世界初、ゴムー黄銅接着界面の劣化抑制機構をナノレベルで解明 ータイヤの安全性・耐久性向上に向けた材料設計に道筋ー

2026-06-30 東北大学

図1. 有機酸コバルトを添加したゴムと黄銅めっきスチールコードの接着界面の走査透過電子顕微鏡像（白黒表示）とコバルト分布（ピンク表示）。

＜関連情報＞

• https://www.tohoku.ac.jp/japanese/2026/06/press20260630-01-rubber.html
• https://rct.kglmeridian.com/view/journals/rcat/aop/article-10.5254-rct.25.00050/article-10.5254-rct.25.00050.xml

真鍮被覆鋼線とゴムの界面におけるコバルトのナノスケール分布と役割 Nanoscale distribution and role of cobalt at the interface between brass-coated steel wire and rubber

Yohei K. Sato, Tomohiro Miyata, and Katsunori Shimizu
Rubber Chemistry and Technology  Published:05 Jun 2026
DOI:https://doi.org/10.5254/rct.25.00050

ABSTRACT

Incorporating Co organic acids into rubber improves the adhesion between rubber and brass-coated steel wire, a mechanism that is essential for tire safety; however, the details by which these acids improve the adhesion are unknown.
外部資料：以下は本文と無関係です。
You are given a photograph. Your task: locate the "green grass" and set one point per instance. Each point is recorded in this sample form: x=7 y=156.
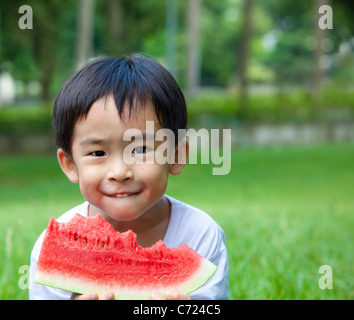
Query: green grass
x=285 y=212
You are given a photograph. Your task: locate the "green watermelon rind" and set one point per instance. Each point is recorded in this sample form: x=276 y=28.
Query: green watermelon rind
x=65 y=282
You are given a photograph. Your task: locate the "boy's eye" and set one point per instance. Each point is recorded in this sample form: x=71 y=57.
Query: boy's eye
x=98 y=153
x=140 y=150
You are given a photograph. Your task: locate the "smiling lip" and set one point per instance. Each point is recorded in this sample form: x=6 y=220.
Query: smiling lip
x=123 y=194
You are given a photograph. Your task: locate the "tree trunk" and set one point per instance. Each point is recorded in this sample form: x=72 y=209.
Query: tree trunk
x=115 y=27
x=171 y=35
x=320 y=35
x=85 y=32
x=193 y=52
x=244 y=54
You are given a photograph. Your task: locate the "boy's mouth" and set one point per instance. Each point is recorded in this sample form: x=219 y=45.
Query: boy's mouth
x=122 y=194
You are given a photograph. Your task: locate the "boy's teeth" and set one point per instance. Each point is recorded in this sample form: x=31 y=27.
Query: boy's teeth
x=121 y=195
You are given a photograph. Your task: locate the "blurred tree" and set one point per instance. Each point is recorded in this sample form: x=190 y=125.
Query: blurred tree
x=193 y=50
x=84 y=30
x=246 y=34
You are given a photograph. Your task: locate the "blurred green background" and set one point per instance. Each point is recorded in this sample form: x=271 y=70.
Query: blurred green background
x=263 y=69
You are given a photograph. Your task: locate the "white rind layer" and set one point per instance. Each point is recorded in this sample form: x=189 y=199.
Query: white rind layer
x=67 y=282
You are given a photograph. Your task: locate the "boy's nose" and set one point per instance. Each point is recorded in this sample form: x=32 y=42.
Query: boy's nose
x=119 y=171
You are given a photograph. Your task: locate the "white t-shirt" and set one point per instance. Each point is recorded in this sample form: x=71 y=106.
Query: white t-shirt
x=187 y=225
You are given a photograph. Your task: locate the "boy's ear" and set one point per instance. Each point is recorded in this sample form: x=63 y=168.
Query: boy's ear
x=181 y=157
x=67 y=165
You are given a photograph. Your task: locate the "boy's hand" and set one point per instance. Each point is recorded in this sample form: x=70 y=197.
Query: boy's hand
x=171 y=295
x=109 y=295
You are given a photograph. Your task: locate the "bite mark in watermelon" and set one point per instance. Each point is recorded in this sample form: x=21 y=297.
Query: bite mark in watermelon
x=87 y=255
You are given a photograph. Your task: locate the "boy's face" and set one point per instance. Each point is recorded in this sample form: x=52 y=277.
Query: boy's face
x=115 y=189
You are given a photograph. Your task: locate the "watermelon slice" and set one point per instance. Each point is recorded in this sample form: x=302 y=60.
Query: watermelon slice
x=87 y=255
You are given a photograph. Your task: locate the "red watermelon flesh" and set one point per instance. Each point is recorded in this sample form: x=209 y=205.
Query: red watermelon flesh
x=87 y=255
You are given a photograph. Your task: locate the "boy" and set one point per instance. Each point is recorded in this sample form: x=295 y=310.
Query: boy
x=93 y=112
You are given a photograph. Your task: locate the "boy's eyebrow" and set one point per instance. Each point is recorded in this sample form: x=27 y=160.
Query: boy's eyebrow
x=88 y=141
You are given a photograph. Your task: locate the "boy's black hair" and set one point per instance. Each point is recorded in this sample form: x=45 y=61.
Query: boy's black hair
x=134 y=79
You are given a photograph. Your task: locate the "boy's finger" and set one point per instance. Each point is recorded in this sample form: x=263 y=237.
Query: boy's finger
x=86 y=296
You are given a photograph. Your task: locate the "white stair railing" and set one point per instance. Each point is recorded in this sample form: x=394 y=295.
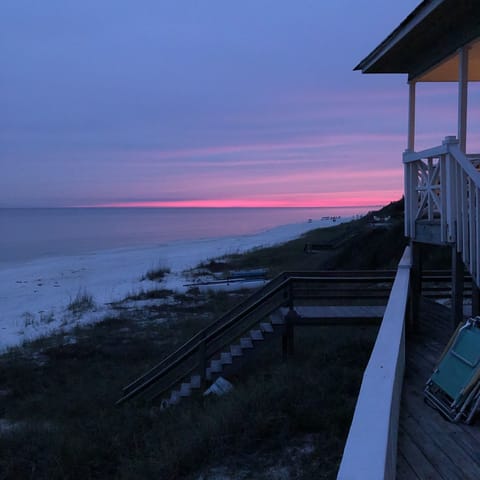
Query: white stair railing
x=442 y=185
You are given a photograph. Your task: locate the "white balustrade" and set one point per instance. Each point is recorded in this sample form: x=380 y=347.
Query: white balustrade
x=442 y=184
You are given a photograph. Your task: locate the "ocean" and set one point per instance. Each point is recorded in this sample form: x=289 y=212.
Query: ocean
x=27 y=234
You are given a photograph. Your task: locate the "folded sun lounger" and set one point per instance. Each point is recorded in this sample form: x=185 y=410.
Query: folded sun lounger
x=454 y=387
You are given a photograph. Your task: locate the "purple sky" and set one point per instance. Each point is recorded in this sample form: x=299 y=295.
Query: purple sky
x=209 y=103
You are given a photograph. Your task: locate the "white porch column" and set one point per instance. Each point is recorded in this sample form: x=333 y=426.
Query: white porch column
x=462 y=97
x=411 y=116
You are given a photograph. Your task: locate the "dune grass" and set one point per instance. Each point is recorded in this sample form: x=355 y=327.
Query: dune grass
x=58 y=393
x=60 y=404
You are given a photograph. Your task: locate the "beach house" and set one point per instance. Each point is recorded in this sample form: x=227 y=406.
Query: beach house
x=438 y=42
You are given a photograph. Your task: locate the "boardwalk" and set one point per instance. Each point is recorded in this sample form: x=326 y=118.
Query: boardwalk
x=429 y=447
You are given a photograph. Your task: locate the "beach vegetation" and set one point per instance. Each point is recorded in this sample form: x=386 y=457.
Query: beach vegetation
x=156 y=274
x=304 y=405
x=81 y=303
x=309 y=399
x=156 y=293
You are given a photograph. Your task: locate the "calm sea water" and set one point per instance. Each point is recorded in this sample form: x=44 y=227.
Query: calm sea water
x=27 y=234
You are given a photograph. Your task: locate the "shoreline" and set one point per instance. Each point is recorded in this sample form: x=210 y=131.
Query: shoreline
x=34 y=295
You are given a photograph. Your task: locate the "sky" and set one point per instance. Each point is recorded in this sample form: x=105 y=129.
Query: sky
x=204 y=103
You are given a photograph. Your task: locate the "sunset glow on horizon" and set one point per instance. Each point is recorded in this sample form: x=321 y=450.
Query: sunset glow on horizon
x=163 y=117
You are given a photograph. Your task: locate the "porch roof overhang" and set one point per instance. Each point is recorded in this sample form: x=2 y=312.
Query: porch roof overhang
x=425 y=45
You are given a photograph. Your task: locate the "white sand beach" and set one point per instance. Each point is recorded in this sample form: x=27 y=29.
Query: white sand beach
x=34 y=296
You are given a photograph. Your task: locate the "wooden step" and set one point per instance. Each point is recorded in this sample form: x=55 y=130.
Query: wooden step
x=236 y=350
x=216 y=366
x=256 y=335
x=185 y=389
x=195 y=381
x=266 y=327
x=226 y=358
x=174 y=397
x=246 y=342
x=277 y=318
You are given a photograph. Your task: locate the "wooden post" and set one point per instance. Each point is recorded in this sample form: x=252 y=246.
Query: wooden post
x=415 y=284
x=462 y=97
x=457 y=287
x=475 y=299
x=288 y=338
x=202 y=362
x=411 y=116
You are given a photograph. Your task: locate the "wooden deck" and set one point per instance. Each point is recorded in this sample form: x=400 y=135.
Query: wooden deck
x=429 y=447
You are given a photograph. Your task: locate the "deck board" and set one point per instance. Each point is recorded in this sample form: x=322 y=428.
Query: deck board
x=428 y=445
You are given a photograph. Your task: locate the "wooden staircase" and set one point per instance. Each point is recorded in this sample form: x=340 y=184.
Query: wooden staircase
x=228 y=344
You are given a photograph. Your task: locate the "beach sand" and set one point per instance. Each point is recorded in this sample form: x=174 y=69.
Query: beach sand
x=34 y=296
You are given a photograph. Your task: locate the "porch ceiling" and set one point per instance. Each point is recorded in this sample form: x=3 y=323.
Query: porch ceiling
x=424 y=45
x=447 y=71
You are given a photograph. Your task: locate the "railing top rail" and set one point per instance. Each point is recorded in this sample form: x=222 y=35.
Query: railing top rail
x=433 y=152
x=466 y=164
x=370 y=449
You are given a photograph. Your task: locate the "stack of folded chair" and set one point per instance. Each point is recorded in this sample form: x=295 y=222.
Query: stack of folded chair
x=454 y=387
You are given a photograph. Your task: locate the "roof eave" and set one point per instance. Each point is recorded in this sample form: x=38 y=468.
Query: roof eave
x=414 y=19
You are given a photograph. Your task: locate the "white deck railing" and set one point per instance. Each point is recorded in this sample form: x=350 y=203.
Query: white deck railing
x=371 y=448
x=442 y=184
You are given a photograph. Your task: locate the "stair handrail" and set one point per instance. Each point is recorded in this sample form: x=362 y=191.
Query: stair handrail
x=231 y=319
x=204 y=331
x=191 y=346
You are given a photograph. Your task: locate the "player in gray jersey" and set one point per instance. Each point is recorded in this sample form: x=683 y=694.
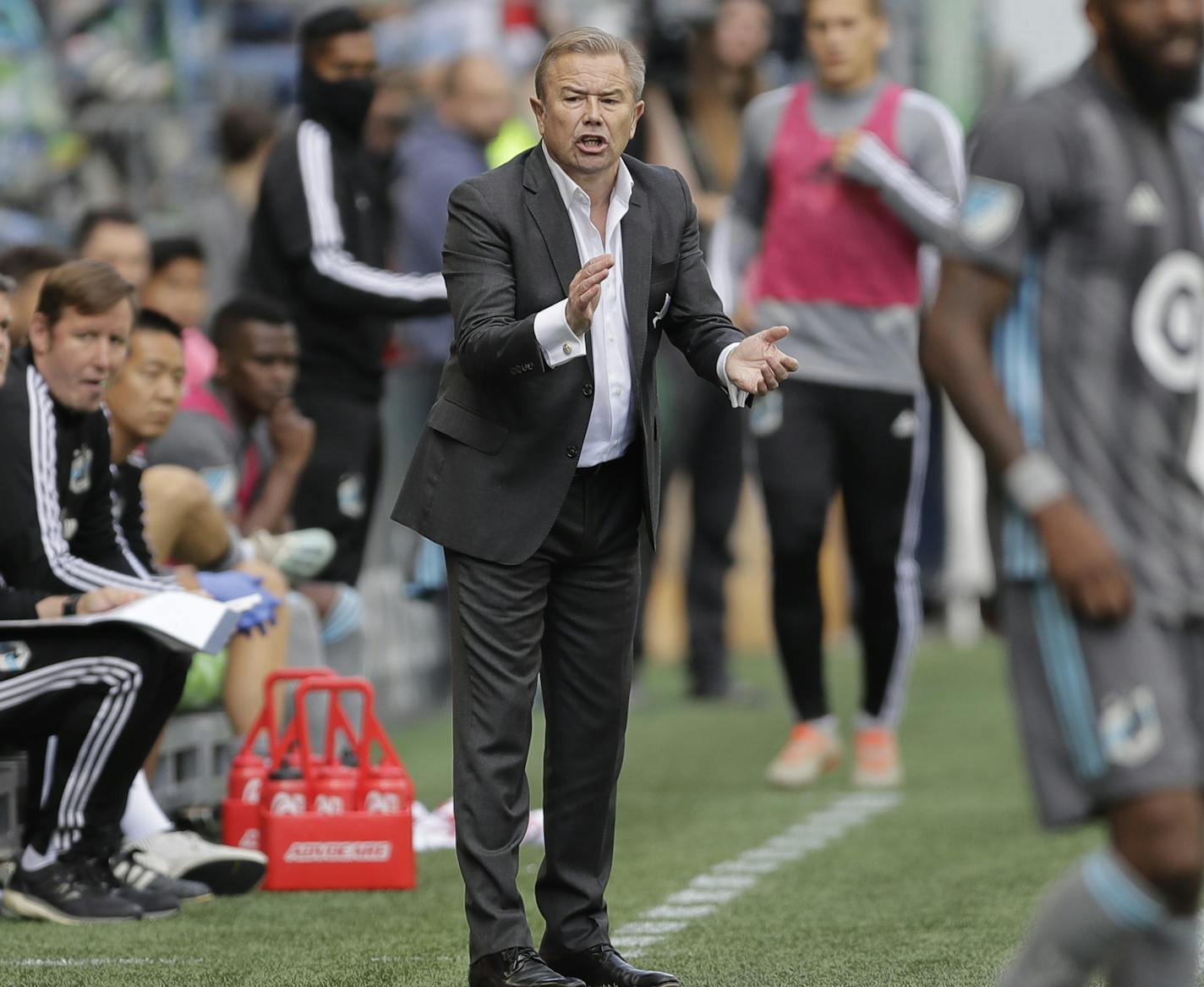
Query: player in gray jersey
x=1079 y=275
x=842 y=182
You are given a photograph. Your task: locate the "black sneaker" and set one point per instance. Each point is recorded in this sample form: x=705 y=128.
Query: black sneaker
x=68 y=892
x=133 y=874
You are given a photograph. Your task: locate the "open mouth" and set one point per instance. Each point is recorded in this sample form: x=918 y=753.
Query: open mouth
x=591 y=144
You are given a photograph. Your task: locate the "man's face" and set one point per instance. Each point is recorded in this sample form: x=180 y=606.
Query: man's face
x=483 y=100
x=1157 y=46
x=5 y=330
x=146 y=392
x=846 y=39
x=179 y=292
x=588 y=113
x=261 y=366
x=743 y=30
x=79 y=354
x=347 y=57
x=122 y=246
x=25 y=304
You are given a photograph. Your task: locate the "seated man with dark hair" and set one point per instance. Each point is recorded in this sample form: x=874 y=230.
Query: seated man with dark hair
x=178 y=289
x=246 y=437
x=56 y=500
x=60 y=690
x=28 y=266
x=142 y=400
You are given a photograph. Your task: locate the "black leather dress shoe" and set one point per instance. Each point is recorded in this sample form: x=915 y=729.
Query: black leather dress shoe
x=602 y=967
x=519 y=967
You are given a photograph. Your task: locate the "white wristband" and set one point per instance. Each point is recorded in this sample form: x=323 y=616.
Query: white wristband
x=1033 y=481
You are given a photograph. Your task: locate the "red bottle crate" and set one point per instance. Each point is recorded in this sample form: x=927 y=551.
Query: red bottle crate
x=357 y=828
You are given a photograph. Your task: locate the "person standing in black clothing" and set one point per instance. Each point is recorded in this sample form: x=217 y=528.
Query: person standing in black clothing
x=318 y=246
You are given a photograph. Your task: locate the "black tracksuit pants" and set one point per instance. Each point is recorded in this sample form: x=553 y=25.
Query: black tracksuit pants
x=87 y=705
x=872 y=446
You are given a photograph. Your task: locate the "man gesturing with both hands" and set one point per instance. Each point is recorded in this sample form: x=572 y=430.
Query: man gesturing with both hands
x=539 y=463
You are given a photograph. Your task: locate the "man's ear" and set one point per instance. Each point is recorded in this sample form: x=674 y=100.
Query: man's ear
x=40 y=335
x=539 y=112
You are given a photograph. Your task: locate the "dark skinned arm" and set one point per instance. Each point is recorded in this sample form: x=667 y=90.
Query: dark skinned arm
x=955 y=349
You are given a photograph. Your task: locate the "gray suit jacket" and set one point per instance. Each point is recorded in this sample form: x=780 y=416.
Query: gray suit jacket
x=494 y=463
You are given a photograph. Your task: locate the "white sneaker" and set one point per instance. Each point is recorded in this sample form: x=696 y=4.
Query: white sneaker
x=298 y=554
x=186 y=856
x=809 y=753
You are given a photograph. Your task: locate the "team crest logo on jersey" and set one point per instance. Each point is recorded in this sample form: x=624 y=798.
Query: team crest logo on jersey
x=14 y=656
x=990 y=212
x=1167 y=333
x=79 y=480
x=1130 y=728
x=906 y=425
x=223 y=484
x=351 y=496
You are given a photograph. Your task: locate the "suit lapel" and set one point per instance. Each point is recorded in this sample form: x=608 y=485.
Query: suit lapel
x=638 y=271
x=550 y=216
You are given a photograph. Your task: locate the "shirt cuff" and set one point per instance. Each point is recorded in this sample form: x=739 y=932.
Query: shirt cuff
x=872 y=162
x=556 y=337
x=738 y=398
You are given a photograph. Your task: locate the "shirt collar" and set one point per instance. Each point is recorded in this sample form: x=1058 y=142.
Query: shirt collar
x=571 y=191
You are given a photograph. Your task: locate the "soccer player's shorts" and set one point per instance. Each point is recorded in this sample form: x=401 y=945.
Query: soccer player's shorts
x=1108 y=711
x=338 y=486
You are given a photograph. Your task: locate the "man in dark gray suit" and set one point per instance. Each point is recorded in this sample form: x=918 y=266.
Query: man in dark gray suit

We fabricated Co organic acid–containing rubber composites with brass-coated wires and analyzed their adhesive interfaces by using scanning transmission electron microscopy (STEM), revealing the adhesion-enhancing role of Co organic acids at the atomic and nanoscale levels. Elemental mapping by energy-dispersive X-ray spectroscopy provided the first direct visualization of local Co enrichment at the rubber–brass interface. Furthermore, STEM combined with electron energy-loss spectroscopy analyzed the chemical states at the interface, revealing divalent Co²⁺ in the form of sulfides (Co_xS_y). These findings suggest that Co reacts with sulfur during vulcanization to form inorganic crystals that cover the surfaces of the brass-coated wires, suppressing the diffusion of Cu and Zn from brass into rubber and the associated void formation within the brass layer. Even after hydrothermal aging, Co remains localized at the interface and continues to suppress the growth of both interfacial and depletion layers. Suppression of Cu/Zn diffusion and void formation, mitigating cohesive fracture within the brass layers on steel wires, should be a primary mechanism by which Co acids enhance rubber adhesion to steel wires and prevent their deterioration under harsh environmental conditions.